Obtaining a kidney biopsy specimen should be considered in patients with acute kidney injury and a recent diagnosis of pancreatic ACC, MANC, or neuroendocrine carcinoma (which can resemble MANC morphologically), to exclude paraneoplastic cast nephropathy. The light microscopic morphology of REG1α cast nephropathy in the case presented here is identical to MCN (Table 2). Other types of cast nephropathy that can mimic MCN include chromogranin cast nephropathy associated with neuroendocrine neoplasms,S3 drug-induced cast nephropathy, such as associated with rifampin,S4 rapamycin,S5 or vancomycin,S6 and myoglobin and hemoglobin cast nephropathies.S7 The distinction from MCN is based on the lack of light chain restriction of casts on immunofluorescence and the clinical history. Contrary to classic MCN, which typically exhibits a highly electron-dense granular or paracrystalline substructure, REG1 casts in this case were composed of randomly oriented amyloid-like fibrils. Therefore, the ultrastructural appearance can overlap with amyloidogenic MCN,S8 but unlike the latter, REG1 casts are hypereosinophilic on hematoxylin and eosin stain and negative on Congo red stain.
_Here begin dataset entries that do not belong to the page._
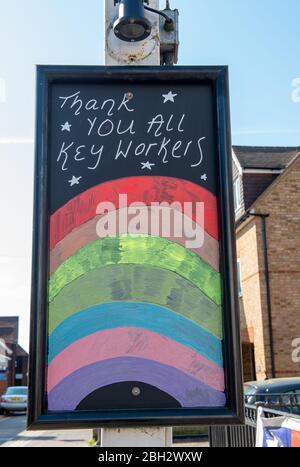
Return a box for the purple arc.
[48,358,226,412]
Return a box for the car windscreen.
[5,388,28,396]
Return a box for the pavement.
[0,415,92,448]
[0,415,208,448]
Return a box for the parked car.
[244,378,300,414]
[0,386,28,413]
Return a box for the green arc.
[49,235,221,305]
[49,264,223,339]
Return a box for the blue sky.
[0,0,300,348]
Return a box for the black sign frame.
[28,66,244,430]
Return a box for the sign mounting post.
[103,0,172,447]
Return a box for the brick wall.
[237,218,266,379]
[237,159,300,379]
[254,159,300,377]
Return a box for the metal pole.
[99,0,172,448]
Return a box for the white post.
[101,0,172,448]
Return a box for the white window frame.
[236,258,243,298]
[233,177,242,213]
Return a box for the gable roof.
[233,146,300,170]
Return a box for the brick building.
[0,316,28,395]
[233,147,300,381]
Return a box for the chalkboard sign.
[29,67,243,429]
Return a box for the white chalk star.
[60,122,72,132]
[141,161,155,170]
[163,91,178,104]
[69,175,82,186]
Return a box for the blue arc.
[48,302,223,368]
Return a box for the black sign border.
[28,65,244,430]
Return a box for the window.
[233,177,242,212]
[237,259,243,297]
Chromogranin casts were also reported to have a fibrillar texture, but contrary to REG1 casts, the fibrillary material is organized in parallel curvilinear bundles.S3 Tamm–Horsfall protein casts also have a fibrillar texture on EM but their ultrastructural appearance is different from amyloidogenic MCN and REG1 casts, and they are periodic acid–Schiff–positive and have a “frothy appearance” on light microscopy.S7,S9

Table 2

Teaching points

1	Solid cancer–secreted proteins can be nephropathic by forming obstructive tubular casts, resulting in acute kidney injury
2	Acinar cell carcinoma/mixed acinar-neuroendocrine carcinoma should be considered in the differential diagnosis of cast nephropathy when immunofluorescence fails to show light chain restriction of the casts or in the absence of laboratory evidence of multiple myeloma
3	Obtaining a kidney biopsy specimen should be considered in patients with acute kidney injury and recent diagnosis of pancreatic acinar cell carcinoma/mixed acinar-neuroendocrine carcinoma or neuroendocrine carcinoma, to exclude paraneoplastic cast nephropathy
4	In patients with myeloma-like cast nephropathy, proteomic analysis is a useful tool to determine the composition of casts and may provide insights into its pathophysiology

Conclusion

This report provides supportive evidence that solid cancer–secreted proteins can cause acute kidney injury by forming obstructive distal tubular casts, a largely uncharacterized pathomechanism for carcinoma-associated nephropathy.

Disclosure

This case discussed was part of a study on nonmyelomatous cast nephropathy, for which an institutional review board approval and waiver of consent from the patient’s family have been obtained. All the authors declared no competing interests.